La visione del futuro più preoccupante di tutte è però forse quella tracciata da Fritz Leiber, sul filo dell’ironia, nel suo romanzo Le argentee teste d’uovo (The Silver Eggheads, 1961). In questo caso, l’allarme è posto sul più immediato tra i rischi per l’uomo legati alla IA: ovvero il pericolo che essa, subentrando nelle attività intellettuali (come sta già facendo), finisca per spegnere la fantasia e la creatività umane. Leiber immagina una società nella quale gli intellettuali sono sostituiti da programmi per computer. Nessuno scrive più libri, dipinge, scolpisce, progetta edifici, dà in qualche modo sfogo alla propria creatività. Gli scrittori si limitano a comunicare ai computer-romanzieri la trama di un libro, e un «macinaparole» specializzato lo scrive.

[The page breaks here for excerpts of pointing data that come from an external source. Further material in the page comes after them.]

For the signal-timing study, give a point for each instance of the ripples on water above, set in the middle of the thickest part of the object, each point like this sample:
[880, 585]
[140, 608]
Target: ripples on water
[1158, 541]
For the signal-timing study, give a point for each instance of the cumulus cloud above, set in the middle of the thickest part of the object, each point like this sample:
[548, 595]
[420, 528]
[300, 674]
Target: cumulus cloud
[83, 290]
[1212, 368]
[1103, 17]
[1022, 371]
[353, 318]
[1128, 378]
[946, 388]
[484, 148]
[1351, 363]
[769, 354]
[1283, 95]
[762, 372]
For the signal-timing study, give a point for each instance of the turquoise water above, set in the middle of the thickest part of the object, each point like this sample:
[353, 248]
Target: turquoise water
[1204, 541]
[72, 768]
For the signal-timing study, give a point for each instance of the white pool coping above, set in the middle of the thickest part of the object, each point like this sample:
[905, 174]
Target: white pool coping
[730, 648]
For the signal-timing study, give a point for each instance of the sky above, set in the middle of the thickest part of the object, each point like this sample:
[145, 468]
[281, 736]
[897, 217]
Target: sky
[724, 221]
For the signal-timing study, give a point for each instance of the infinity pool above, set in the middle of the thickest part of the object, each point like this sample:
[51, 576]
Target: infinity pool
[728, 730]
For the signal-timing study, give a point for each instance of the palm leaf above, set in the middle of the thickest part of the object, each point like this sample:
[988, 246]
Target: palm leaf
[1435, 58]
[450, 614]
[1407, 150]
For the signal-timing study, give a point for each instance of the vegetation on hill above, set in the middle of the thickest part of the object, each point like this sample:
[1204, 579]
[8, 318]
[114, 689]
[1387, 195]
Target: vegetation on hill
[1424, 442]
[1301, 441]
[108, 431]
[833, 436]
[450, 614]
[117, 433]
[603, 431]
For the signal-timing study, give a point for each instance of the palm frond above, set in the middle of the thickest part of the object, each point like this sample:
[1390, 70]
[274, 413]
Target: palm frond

Uno «scrittore» un giorno si ribella, e guida un movimento simile a quello dei luddisti che a inizio Ottocento in Inghilterra cominciarono a sfasciare i telai meccanici. Al grido «riprendiamoci la creatività», i presunti romanzieri sfasciano i «macinaparole», prendono carta e penna e si apprestano a partorire i loro capolavori. Al che, scoprono di non avere più neppure una pallida idea di come si faccia a scrivere un romanzo. La soluzione è un ritorno al passato. Si fruga nella memoria dell’umanità, simbolicamente rappresentata da cervelli ibernati, per riscoprire che cosa significhi «inventare» a prescindere dalla ripetizione automatica di informazioni contenute nelle memorie elettroniche. È chiaramente una metafora per dire che le radici del futuro sono piantate nel passato, e negare quest’ultimo è come illudersi che un albero possa continuare a crescere dopo aver tagliato i suoi contatti con la terra da cui si nutre.